Hopes by Wilson and the rural caucus to ease other paperwork requirements and even give rural districts access to the kinds of waivers enjoyed by charters schools fell by the wayside before Monday’s meeting because they conflict with federal requirements or faced opposition.

Strong support for cyber bulling bill

Consideration of House Bill 14-1131 consumed nearly 2 ½ hours of the committee’s four-hour session Monday.

The measure is fairly simple – it would establish cyber bullying of a minor as a specific misdemeanor in state law. The measure brought sometimes-emotional testimony from a long list of witnesses.

“Some kids — you’ve heard the terrible stories — even commit suicide” because of cyber bullying,” said sponsor Rep. Rhonda Fields, D-Aurora. “Now is the time for state of Colorado to add cyber bullying to the criminal code.”

Ashley Berry, a Littleton student who’s become an anti-bullying activist, said, “I went into complete depression” at one point because of cyber bullying.

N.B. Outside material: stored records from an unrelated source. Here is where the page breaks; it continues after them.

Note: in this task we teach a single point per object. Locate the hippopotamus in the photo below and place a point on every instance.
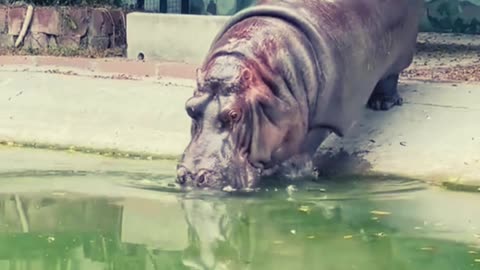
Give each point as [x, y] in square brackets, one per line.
[281, 76]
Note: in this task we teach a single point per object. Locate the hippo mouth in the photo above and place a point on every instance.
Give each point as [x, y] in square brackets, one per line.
[237, 178]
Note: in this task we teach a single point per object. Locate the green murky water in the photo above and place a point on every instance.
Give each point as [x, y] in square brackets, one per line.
[58, 218]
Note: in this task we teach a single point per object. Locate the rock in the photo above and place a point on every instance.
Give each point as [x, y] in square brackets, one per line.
[16, 15]
[101, 23]
[6, 40]
[36, 41]
[119, 39]
[99, 42]
[69, 41]
[46, 20]
[75, 21]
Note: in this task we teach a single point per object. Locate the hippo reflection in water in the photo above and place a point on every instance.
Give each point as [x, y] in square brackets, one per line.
[280, 76]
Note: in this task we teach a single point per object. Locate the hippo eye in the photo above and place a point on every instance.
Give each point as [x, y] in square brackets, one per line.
[233, 116]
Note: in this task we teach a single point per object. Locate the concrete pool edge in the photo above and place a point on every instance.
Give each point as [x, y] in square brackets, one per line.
[99, 112]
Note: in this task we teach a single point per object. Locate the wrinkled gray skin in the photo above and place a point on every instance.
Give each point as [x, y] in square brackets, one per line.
[282, 75]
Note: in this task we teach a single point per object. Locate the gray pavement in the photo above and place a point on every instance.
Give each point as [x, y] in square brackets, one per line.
[434, 136]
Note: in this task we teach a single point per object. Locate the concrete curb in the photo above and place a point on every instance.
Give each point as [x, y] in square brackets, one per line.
[118, 66]
[434, 136]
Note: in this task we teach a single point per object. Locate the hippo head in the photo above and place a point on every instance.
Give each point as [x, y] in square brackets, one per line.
[240, 126]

It’s possible but not particularly easy to prosecute cyber bullying under current harassment and stalking laws, legal experts indicated, saying a specific new law will be more useful for prosecutors.

“It give me an extra tool, and a tool that I don’t have right now,” said Arapahoe County District Attorney George Brauchler. He said a cyber bullying law also would give prosecutors leverage to put juvenile offenders into diversion programs.

The bill passed 12-0

Teacher incentives bill fails the test

The one measure that didn’t make it out of House Education Monday was House Bill 14-1262.

The proposed pilot program would have provided stipends of between $3,000 and $12,000 a year to highly effective teachers who worked in low-performing schools. The $4 million program would have provided grants to about 100 teachers over four years.

The measure had bipartisan sponsorship (one Democrat and 10 Republicans) but was the brainchild of Rep. Kevin Priola, R-Brighton. The bill was backed by Colorado Succeeds, the business-oriented advocacy group, and the Colorado Children’s Campaign. It was partly inspired by a 2013 study by Mathematica Policy Research (more details on that report here).

Lobbyists for the Colorado Association of School Boards and the Colorado Education Association opposed the bill, saying the money could be better spent on basic school support and that the bill is premature because the state’s teacher evaluation system isn’t fully rolled out.

Some committee Democrats went out of their way to compliment Priola’s effort. “While I support what you’re trying to do … I just haven’t heard the compelling evidence that this is the right strategy,” said Dillon Democratic Rep. Millie Hamner, committee chair.

Majority Democrats killed the bill on a 7-6 vote.